A crise da construção civil está expressa nas pesquisas recentes da Fundação Getúlio Vargas (FGV), da Confederação Nacional da Indústria (CNI) e da Câmara Brasileira da Indústria da Construção, do sindicato da construção (Secovi) e da Associação Brasileira da Indústria de Materiais de Construção (Abramat).

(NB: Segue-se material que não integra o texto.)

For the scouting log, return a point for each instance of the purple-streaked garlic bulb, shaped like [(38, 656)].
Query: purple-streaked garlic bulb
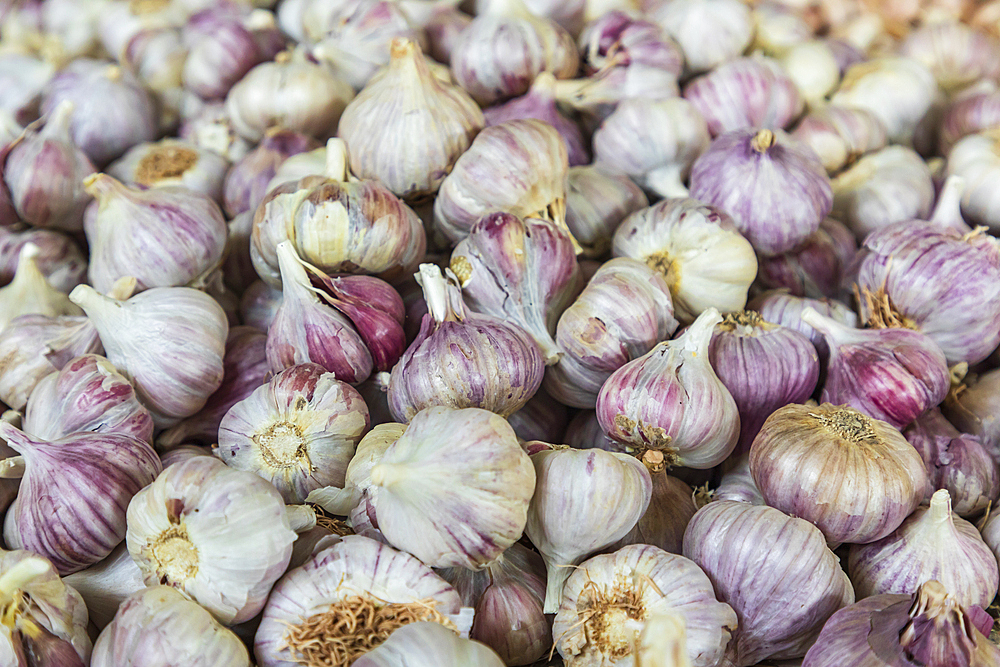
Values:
[(505, 47), (298, 431), (671, 400), (371, 586), (168, 341), (955, 461), (112, 111), (926, 628), (932, 543), (95, 475), (160, 620), (594, 626), (518, 167), (764, 366), (462, 359), (775, 189), (854, 477), (522, 271), (840, 135), (186, 228), (654, 142), (507, 597), (44, 174), (891, 374), (338, 224), (567, 522), (622, 313), (746, 93), (434, 122), (783, 594), (221, 536), (244, 369)]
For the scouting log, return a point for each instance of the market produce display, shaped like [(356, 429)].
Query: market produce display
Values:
[(484, 333)]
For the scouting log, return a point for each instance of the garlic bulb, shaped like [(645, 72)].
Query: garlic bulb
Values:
[(781, 595), (298, 431), (803, 457), (608, 599), (374, 587), (146, 335), (338, 224), (654, 142), (622, 313), (518, 167), (704, 259), (44, 171), (433, 121), (219, 535), (671, 400), (159, 621), (567, 522), (932, 543), (461, 359), (291, 92)]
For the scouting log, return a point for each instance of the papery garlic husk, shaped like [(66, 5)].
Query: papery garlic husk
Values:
[(146, 335), (68, 527), (526, 176), (187, 229), (704, 259), (567, 522), (840, 135), (219, 535), (622, 313), (338, 224), (764, 366), (672, 401), (887, 186), (112, 111), (753, 175), (855, 477), (170, 162), (462, 359), (781, 595), (40, 607), (507, 597), (745, 93), (898, 90), (659, 159), (160, 621), (44, 171), (435, 123), (378, 588), (932, 543), (890, 374), (608, 599)]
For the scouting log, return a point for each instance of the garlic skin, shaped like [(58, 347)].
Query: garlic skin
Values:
[(799, 582), (592, 628), (803, 457), (187, 228), (932, 543), (566, 520), (622, 313), (526, 177), (221, 536), (298, 431), (144, 336), (704, 259), (159, 621), (658, 160), (438, 122)]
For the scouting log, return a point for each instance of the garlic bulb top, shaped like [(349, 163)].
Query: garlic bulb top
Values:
[(409, 103)]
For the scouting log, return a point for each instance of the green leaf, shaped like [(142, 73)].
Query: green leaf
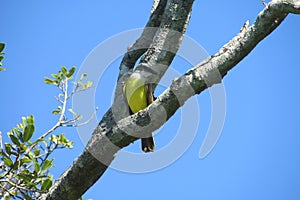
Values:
[(46, 184), (2, 46), (47, 164), (71, 72), (29, 129), (14, 139)]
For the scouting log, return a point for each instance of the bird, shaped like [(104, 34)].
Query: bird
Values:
[(139, 95)]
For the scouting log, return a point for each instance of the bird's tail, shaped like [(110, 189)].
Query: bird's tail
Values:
[(148, 144)]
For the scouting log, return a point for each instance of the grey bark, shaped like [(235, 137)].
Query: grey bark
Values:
[(110, 135)]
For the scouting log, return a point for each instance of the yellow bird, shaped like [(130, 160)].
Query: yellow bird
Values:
[(139, 95)]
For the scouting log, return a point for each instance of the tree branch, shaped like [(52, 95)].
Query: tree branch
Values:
[(109, 136)]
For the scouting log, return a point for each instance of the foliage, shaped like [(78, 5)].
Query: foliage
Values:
[(24, 161)]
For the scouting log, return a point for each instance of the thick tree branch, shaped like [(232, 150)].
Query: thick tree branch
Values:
[(110, 136)]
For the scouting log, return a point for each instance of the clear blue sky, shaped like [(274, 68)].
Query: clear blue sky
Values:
[(257, 155)]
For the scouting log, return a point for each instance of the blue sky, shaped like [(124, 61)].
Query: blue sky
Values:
[(257, 155)]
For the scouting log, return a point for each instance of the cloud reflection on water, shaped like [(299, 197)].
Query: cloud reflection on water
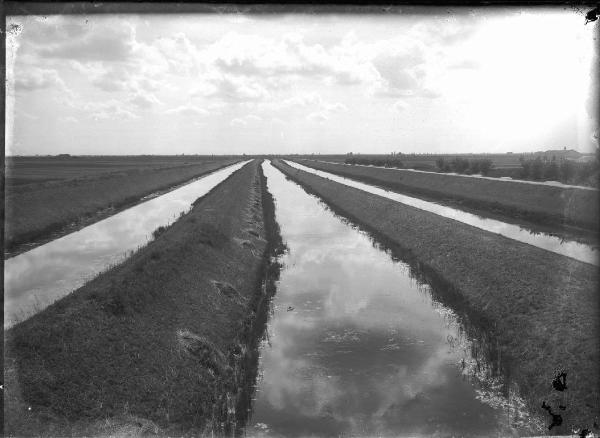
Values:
[(365, 349)]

Ela é reforçada pelos sucessivos cortes no orçamento do programa de habitação popular Minha Casa, Minha Vida, refletindo tanto a recessão econômica como a precariedade da execução do Programa de Aceleração do Crescimento (PAC), em que despontam os investimentos da Petrobrás e em moradias populares. Mas também decorre dos efeitos da corrupção na Petrobrás sobre as grandes empreiteiras investigadas na Operação Lava Jato. A construção civil é um segmento crucial da economia por sua importância para o emprego, para a renda, para a formação bruta de capital (ou seja, a taxa de investimento) e para a demanda de milhares de itens, da contratação de projetos e sua execução até para a entrega das obras, sejam elas estradas de ferro e refinarias ou edifícios e conjuntos populares.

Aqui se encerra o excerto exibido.